"Neden sadece beni öldürmediğini anlamıyorum." Julian'ın sesi alçaktı ve hissettiği acı tonundan duyulabiliyordu. "Bana o gün 'Bu geceyi unutma. Çünkü birinin bu olanları anlatması gerekecek.' dediğini sanki dün gibi hatırlıyorum ama bunun için beni canlı bırakmasına gerek yoktu, ben anlatmasam da o kadar büyük bir katliamdan sonra kimsenin olanları unutması mümkün değil zaten. Bana, beni de öldürmeyerek hayatımdaki en büyük cezayı verdi."
Kısa bir sessizliğin ardından gözlerini Caius'un sırtına sabitledi. "Sence neden öldürmemiş olabilir?"
Caius nefesinin tıkandığını hissetti. Sesler kulaklarında çınlıyordu. Elindeki şişe yere düşüp kırılırken dizlerinin bağı çözüldü ve kendisi de yere çakıldı. Onun halini görmesiyle Julian'ın gözleri kocaman açılmıştı, sorusu aklından çıkarak hemen yanına koşup onu destekledi. "Cai, iyi misin?! Ne oldu?"
Kafasını tutup kaldırmasıyla yanaklarından yaşlar aktığını gördü.
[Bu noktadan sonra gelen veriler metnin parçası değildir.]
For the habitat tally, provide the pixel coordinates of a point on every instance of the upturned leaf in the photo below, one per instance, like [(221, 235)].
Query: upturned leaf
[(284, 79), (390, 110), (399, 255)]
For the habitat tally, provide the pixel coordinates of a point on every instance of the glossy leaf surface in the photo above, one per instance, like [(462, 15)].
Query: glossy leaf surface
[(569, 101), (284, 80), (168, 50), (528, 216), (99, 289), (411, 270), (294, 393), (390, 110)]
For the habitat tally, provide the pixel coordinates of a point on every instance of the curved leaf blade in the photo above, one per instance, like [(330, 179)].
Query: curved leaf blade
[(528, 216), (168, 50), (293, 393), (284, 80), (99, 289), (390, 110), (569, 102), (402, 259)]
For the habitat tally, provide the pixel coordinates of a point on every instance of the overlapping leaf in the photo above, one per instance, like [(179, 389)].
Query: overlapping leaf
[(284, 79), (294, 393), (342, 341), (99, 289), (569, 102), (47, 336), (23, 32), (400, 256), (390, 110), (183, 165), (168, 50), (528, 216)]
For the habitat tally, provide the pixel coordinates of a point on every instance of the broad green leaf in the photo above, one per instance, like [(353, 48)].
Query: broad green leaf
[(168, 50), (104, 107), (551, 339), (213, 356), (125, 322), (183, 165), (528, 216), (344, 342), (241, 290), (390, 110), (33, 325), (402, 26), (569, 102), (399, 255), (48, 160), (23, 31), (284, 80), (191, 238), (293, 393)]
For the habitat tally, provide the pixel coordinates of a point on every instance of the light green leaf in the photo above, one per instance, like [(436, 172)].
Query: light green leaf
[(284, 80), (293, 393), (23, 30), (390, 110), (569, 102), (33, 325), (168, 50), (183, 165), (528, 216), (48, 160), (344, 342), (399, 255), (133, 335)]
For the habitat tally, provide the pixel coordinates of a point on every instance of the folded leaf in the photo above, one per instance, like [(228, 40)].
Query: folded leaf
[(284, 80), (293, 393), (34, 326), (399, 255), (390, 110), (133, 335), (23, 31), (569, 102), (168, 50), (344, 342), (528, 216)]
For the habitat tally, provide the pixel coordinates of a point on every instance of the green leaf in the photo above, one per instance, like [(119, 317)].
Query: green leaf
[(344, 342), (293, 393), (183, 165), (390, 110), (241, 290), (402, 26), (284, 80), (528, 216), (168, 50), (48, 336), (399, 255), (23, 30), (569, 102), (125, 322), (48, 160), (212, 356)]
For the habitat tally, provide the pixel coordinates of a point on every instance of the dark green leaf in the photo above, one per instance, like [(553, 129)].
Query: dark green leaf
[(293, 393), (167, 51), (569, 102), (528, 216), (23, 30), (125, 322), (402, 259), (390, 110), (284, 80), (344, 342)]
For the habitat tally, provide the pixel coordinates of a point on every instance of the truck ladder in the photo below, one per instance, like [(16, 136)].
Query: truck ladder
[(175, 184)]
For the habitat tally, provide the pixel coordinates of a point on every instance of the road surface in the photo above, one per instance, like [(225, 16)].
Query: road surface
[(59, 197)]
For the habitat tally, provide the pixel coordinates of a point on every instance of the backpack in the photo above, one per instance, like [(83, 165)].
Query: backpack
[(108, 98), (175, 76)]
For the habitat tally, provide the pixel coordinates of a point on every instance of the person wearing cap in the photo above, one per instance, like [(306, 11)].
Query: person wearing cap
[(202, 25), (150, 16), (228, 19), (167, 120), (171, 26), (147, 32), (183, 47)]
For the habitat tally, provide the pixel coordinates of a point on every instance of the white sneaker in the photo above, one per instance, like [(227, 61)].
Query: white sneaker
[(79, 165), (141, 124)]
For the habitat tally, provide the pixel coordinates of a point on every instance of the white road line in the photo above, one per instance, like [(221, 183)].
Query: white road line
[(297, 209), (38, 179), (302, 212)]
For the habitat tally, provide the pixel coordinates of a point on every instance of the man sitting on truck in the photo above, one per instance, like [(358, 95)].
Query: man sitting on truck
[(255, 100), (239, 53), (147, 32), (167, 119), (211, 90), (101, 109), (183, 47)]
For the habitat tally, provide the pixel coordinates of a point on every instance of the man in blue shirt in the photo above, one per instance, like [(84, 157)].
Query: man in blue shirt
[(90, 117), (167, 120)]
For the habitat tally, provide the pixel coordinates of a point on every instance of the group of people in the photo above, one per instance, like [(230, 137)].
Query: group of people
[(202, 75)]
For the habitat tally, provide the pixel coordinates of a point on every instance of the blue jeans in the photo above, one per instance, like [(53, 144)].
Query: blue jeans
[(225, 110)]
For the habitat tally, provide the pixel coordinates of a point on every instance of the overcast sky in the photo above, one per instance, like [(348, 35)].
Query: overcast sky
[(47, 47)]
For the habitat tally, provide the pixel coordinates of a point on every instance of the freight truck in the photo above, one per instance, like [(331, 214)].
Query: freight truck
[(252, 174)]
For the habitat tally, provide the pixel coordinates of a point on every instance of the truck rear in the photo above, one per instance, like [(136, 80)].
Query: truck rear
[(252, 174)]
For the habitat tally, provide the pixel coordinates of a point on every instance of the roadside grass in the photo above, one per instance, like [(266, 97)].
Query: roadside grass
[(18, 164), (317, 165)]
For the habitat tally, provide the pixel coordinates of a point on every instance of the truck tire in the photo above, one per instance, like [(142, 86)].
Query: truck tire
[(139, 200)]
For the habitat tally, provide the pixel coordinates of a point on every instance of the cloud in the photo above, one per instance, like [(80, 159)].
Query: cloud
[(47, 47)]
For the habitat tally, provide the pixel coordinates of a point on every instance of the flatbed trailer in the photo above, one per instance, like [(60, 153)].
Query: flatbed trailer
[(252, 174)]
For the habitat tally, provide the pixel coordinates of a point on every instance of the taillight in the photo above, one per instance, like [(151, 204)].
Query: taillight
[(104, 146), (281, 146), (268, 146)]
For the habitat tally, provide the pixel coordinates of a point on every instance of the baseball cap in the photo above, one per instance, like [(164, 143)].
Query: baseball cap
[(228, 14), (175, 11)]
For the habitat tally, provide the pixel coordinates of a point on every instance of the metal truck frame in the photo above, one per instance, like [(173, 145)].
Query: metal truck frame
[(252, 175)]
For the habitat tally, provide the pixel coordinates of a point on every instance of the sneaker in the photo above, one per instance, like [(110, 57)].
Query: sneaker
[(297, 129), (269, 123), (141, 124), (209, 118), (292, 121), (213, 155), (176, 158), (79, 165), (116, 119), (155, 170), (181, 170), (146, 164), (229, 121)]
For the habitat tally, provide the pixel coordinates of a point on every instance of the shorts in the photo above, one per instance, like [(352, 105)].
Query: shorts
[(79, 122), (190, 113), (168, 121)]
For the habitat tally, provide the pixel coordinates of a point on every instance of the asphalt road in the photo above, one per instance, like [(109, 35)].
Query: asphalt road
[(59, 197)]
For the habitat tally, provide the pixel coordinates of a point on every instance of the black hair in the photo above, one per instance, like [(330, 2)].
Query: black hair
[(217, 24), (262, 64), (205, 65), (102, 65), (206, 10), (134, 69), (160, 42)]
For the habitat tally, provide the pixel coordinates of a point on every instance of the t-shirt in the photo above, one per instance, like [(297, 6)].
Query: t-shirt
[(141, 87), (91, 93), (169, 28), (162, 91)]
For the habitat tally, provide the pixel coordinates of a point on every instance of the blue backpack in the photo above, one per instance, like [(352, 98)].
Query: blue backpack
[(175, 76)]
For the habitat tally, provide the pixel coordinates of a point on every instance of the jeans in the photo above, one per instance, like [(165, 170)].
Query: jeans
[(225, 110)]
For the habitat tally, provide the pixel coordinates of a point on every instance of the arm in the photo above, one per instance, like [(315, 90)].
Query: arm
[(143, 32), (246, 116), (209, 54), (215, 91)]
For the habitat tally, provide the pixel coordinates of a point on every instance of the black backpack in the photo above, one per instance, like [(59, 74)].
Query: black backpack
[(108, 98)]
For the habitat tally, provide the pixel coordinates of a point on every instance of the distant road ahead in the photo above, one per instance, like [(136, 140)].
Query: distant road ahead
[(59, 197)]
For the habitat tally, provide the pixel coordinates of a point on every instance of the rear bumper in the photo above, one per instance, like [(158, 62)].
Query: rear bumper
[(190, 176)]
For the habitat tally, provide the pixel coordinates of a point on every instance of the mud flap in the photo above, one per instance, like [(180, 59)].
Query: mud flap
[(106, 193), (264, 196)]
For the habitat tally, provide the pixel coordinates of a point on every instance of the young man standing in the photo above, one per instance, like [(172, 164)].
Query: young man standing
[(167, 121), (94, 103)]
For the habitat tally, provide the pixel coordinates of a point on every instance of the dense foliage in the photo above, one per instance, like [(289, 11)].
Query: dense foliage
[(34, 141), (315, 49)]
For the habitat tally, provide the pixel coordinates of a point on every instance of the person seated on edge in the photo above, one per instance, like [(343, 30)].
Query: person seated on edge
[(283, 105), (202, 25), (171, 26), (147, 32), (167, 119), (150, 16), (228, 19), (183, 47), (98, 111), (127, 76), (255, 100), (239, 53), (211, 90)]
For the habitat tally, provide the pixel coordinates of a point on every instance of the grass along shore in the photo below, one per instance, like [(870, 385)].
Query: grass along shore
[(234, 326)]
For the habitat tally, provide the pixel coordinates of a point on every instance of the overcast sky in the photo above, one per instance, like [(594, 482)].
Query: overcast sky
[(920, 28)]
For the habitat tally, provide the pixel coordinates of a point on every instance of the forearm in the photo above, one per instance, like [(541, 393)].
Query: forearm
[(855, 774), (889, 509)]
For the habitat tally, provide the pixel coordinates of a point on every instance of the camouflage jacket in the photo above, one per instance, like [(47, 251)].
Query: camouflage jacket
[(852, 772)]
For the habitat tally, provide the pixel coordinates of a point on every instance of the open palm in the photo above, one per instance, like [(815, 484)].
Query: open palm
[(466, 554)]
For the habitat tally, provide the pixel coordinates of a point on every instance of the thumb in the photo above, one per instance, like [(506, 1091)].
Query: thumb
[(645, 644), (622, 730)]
Titremesi fark edilebiliyordu. "Cai, bana bak... Ne oldu?"
Caius ona bakamadı. Onun yerine elleriyle suratını kapattı. Hıçkırıkları ve titremesi artarken boğuk bir ses çıkarmıştı. "Özür dilerim..."
"Özür dilemene gerek yok." Julian paniklemişti. "Ne oldu? Bir yerin mi acıyor? Seni hastaneye götüreyim mi?"
Caius kafasını olumsuz anlamda salladı. "Gerçekten... Çok özür dilerim."
"Cai..."
Caius, özür dilese bile gerçeği değiştiremeyeceğinin ve sözlerinin ne kadar değersiz olduğunun farkındaydı. Özürlerinin ne ona ne de Julian'a bir yardımı dokunuyordu, yine de kendini defalarca kez söylemekten alıkoyamadı. Nasıl olmuştu da bu kadar berbat bir durumun içine düşmeyi başarabilmişti inanamıyordu. Kendinden, olduğu şeyden ve yaptıklarından bir kez daha nefret ederken derin nefesler alarak kendisini sakinleşmeye zorladı. Ellerini yüzünden çekerken gözlerini, yanına çömelmiş bir şekilde ona endişeyle bakan Julian'ınkilerle kenetledi.
Julian, o çocuktu.
O yüzden en başta tanıdık gelmiş olmalıydı. Başkası olamazdı çünkü.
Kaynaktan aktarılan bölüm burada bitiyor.